Duany vs. the New York Times

In this month's edition of Metropolitan Home, Andres Duany, the pioneer of the New Urbanist architectural movement, takes a couple of swipes at the Times for bias in its reporting on the twenty-fifth anniversary of Seaside, Florida (an early New Urbanist community), and Duany and team's involvement in the Gulf Coast rebuilding effort.

The article is not available online, but here are two excerpts from the interview:

Met Home: Seaside...is perhaps the most renowned [new urbanist community]. But the New York Times recently published a story suggesting that all was not well in paradise. Can you respond?

Duany: If you read past the scandalmongering headline ["Seaside at 25: Troubles in Paradise"], the problem--apart from hurricane damage--is the old saw that the place has gotten too expensive. That is indeed a problem with the confluence of excellence and scarcity....

...

Met Home: ...Your proposals for rebuilding southern Mississippi have met with resistance from locals. Why are they upset?

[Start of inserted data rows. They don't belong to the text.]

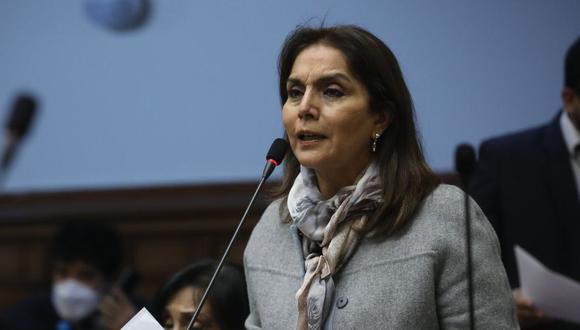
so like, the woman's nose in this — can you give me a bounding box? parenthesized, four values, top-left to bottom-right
(298, 90, 320, 119)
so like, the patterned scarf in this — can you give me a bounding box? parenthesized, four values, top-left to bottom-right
(287, 162, 383, 330)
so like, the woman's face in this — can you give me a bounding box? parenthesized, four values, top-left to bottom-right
(163, 286, 220, 330)
(283, 43, 387, 189)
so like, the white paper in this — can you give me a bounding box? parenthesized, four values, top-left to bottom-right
(121, 307, 164, 330)
(515, 245, 580, 324)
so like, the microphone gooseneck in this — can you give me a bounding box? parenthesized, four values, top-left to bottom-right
(455, 143, 477, 330)
(186, 138, 288, 330)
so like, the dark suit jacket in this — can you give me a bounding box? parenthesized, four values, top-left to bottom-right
(470, 112, 580, 329)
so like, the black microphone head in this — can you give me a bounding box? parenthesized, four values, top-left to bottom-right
(6, 94, 37, 139)
(455, 143, 477, 176)
(266, 138, 289, 165)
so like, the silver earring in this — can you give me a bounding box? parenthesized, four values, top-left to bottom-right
(372, 132, 381, 153)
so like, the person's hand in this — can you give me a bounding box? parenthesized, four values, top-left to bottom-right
(513, 288, 549, 328)
(99, 287, 137, 330)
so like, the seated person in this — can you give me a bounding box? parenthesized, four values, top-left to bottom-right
(152, 260, 249, 330)
(0, 220, 139, 330)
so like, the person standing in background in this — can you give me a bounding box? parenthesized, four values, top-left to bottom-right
(471, 36, 580, 329)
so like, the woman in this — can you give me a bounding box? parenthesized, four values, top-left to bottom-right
(243, 25, 518, 329)
(152, 260, 249, 330)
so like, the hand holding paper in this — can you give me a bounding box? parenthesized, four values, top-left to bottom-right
(515, 245, 580, 325)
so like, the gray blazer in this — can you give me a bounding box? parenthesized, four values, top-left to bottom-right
(244, 184, 519, 329)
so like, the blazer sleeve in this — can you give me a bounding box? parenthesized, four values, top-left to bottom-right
(435, 193, 519, 329)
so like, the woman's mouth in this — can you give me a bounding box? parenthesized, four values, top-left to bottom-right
(298, 132, 326, 141)
(297, 132, 326, 146)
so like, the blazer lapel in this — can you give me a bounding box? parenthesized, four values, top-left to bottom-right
(541, 112, 580, 277)
(542, 114, 580, 217)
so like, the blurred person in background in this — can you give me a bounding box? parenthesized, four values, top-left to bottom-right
(0, 220, 141, 330)
(151, 260, 249, 330)
(471, 36, 580, 329)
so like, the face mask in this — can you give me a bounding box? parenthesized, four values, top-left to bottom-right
(52, 279, 100, 322)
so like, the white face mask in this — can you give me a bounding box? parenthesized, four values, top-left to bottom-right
(51, 279, 100, 322)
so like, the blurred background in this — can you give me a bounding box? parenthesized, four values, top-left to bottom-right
(1, 0, 579, 191)
(0, 0, 579, 321)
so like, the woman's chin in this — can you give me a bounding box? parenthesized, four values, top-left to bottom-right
(294, 155, 326, 171)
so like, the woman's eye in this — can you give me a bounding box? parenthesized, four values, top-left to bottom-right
(288, 88, 303, 99)
(324, 88, 344, 98)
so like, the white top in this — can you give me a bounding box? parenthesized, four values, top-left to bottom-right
(559, 111, 580, 199)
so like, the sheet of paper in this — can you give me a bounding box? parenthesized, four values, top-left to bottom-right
(515, 245, 580, 324)
(121, 307, 164, 330)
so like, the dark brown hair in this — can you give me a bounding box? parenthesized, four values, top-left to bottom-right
(273, 25, 440, 236)
(50, 220, 122, 280)
(151, 260, 249, 330)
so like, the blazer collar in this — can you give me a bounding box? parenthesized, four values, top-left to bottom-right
(541, 111, 580, 223)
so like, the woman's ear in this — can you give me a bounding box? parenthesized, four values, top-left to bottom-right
(372, 111, 390, 136)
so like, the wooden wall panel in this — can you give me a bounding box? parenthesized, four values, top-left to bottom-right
(0, 175, 459, 310)
(0, 181, 269, 310)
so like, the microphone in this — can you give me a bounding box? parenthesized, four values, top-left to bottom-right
(186, 138, 288, 330)
(262, 138, 289, 179)
(1, 94, 38, 187)
(455, 143, 477, 187)
(454, 143, 477, 330)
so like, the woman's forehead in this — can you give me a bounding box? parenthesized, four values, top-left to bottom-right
(291, 45, 349, 75)
(288, 45, 362, 88)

Duany: ...It may have been the equally negative New York Times article [that]...interviewed a confused lady who said that she was terrified that the plan would remove her house and turn the land into a golf course. In fact, the Biloxi plan proposed exactly the opposite.... We corrected this factual misrepresentation in a letter to the Times--which it did not publish. This is typical of the bias.